South Stone Airlines
- Founded: 2016
- Operating bases: Juba International Airport
- Focus cities: Juba
- Fleet size: 1
- Headquarters: Juba, South Sudan

= South Stone Airlines =

South Sudanese airline company

South Stone Airlines was a privately owned passenger charter airline in South Sudan, which was founded in 2016.

==Location==
The airline maintained its headquarters in the city of Juba, the capital of South Sudan.

==History==
South Stone Airlines was established in 2016. As of January 2026, the airline is listed as "Out of Business".

==Destinations==
As of October 2019, South Stone Airlines served the following destinations:
- South Sudan
  - Juba: Juba International Airport (main hub)
  - Yambio: Yambio Airport

==Fleet==
The South Stone Airlines fleet consisted of the following aircraft as of April 2016.
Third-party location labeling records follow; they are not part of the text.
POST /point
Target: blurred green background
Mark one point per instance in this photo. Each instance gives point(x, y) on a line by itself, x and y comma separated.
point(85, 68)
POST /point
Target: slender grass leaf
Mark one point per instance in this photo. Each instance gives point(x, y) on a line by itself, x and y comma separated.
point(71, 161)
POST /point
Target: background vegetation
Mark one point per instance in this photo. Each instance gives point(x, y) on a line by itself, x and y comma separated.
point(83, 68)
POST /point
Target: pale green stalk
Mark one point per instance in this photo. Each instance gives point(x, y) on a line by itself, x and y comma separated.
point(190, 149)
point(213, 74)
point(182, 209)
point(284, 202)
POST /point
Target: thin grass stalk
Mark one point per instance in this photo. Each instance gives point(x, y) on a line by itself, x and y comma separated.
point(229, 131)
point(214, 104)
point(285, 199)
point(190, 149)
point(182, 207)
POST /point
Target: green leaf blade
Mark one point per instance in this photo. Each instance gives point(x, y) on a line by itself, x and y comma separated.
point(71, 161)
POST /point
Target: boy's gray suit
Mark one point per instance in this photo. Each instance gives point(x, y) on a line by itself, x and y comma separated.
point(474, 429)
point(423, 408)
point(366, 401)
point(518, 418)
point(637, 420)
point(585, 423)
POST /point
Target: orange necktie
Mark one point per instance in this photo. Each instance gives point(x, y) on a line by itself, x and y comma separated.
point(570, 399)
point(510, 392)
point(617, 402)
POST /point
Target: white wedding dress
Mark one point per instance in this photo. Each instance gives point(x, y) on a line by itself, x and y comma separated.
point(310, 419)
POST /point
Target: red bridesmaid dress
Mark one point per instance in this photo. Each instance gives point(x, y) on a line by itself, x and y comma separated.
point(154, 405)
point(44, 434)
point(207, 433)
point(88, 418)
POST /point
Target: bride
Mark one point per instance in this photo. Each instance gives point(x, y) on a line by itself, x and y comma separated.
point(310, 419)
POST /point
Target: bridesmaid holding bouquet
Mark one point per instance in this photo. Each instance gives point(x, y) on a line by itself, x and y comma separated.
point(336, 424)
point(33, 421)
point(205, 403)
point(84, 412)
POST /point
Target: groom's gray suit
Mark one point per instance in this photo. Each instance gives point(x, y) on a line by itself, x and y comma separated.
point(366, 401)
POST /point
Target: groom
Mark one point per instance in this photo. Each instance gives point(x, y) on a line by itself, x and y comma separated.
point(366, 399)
South Stone Airlines fleet
| Aircraft | In fleet | Order | Passengers | Notes |
|---|---|---|---|---|
| Antonov An-30A-100 | 1 | 0 | 30 |  |
| Total | 1 | 0 |  |  |

==Accidents and incidents==
On Saturday 4 June 2016, an Antonov An-30A-100 registration 	TN-AHP, owned by South Stone Airlines, landed at Yambio Airport, overshot the runway, crossed the highway and came to a stop in a potato field. The nose landing gear collapsed and the aircraft received substantial damage. All 30 occupants survived.